At the same time, she urged China to be "transparent" in reporting its greenhouse-gas emissions reductions so that other countries could feel confident that China was playing its part fairly.
US calls that China accept monitoring, reporting and verification (MRV) of its emissions have been a key stumbling block in talks.
But just hours after Clinton's speech, China's deputy foreign minister, Hu Yafei, said that his country promised "to make our actions transparent."
Lord Nicholas Stern, author of a key report on the economics of climate change, hailed the rapprochement as a potential breakthrough.
"I think they have solved that (row on MRV) through MRT, which is monitoring, reporting and transparency," he said.
The US and China are the world's biggest polluters and together account for about 40 per cent of all greenhouse gas emissions.
Stern also said that Clinton's offer of funding, coupled with an earlier African Union endorsement of the 100-billion-dollar aid figure, was another key step towards a deal.
"That is a move from developing countries and from rich countries on finance which shows people are ready to compromise," he said.

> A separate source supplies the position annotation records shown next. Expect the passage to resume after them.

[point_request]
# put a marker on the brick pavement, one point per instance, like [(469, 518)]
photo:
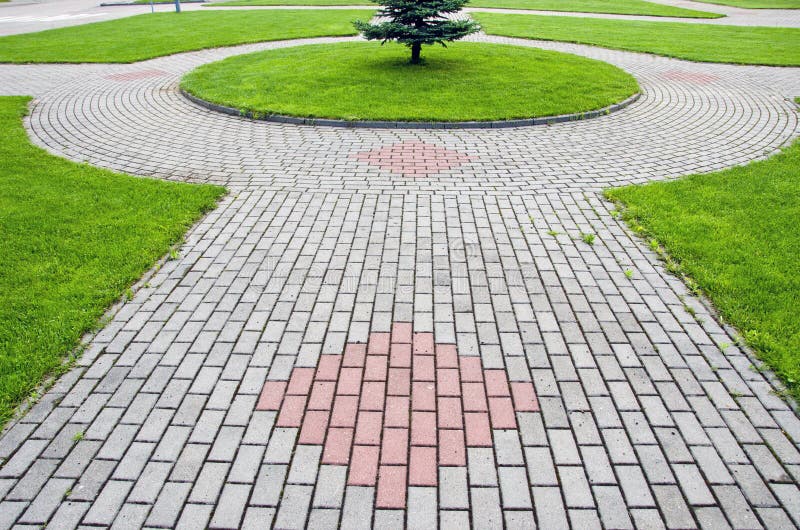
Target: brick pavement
[(636, 407)]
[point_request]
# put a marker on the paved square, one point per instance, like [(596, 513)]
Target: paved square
[(340, 345)]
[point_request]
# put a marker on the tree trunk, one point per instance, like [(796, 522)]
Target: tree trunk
[(416, 48)]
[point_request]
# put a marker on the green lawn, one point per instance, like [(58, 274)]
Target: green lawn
[(735, 234), (622, 7), (695, 42), (146, 36), (74, 238), (756, 4), (465, 81)]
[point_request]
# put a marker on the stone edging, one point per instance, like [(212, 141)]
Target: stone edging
[(367, 124)]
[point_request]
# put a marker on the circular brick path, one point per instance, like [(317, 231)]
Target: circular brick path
[(388, 328)]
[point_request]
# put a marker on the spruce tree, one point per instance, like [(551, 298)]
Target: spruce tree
[(418, 22)]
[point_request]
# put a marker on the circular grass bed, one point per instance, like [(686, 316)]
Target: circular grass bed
[(367, 81)]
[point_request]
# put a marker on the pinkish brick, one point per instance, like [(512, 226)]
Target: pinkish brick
[(373, 395), (422, 467), (399, 382), (496, 383), (315, 423), (344, 413), (448, 382), (423, 428), (471, 369), (446, 356), (322, 395), (449, 413), (397, 411), (423, 369), (391, 487), (337, 446), (291, 414), (479, 433), (368, 428), (364, 466), (474, 397), (300, 382), (350, 381), (452, 451), (376, 368), (394, 447), (423, 396)]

However, Clinton declined to say how much her country would contribute to such a fund, and insisted that the US offer hinged on a successful outcome in Copenhagen.
That led to questions from the Group of 77 (G77) poor countries.
"We acknowledge that this is a good signal, but we also acknowledge that it is still insufficient. We need more money, we need to equally ask where is the rest: What about the long-term finance?" G77 leaders asked.
With the US and Chinese positions apparently moving closer and the world's top leaders calling for a political statement to encapsulate the main features of a deal within hours, diplomats said that an agreement could well be within reach.
But Stern warned that it would still take a major political effort to clinch the final agreement in the last few hours of talks.
"The political leadership now has got a lot of work to do in the next 24 hours, a lot of responsibility to take. If they don't take that responsibility, I think it would be a grave dereliction of leadership," he said.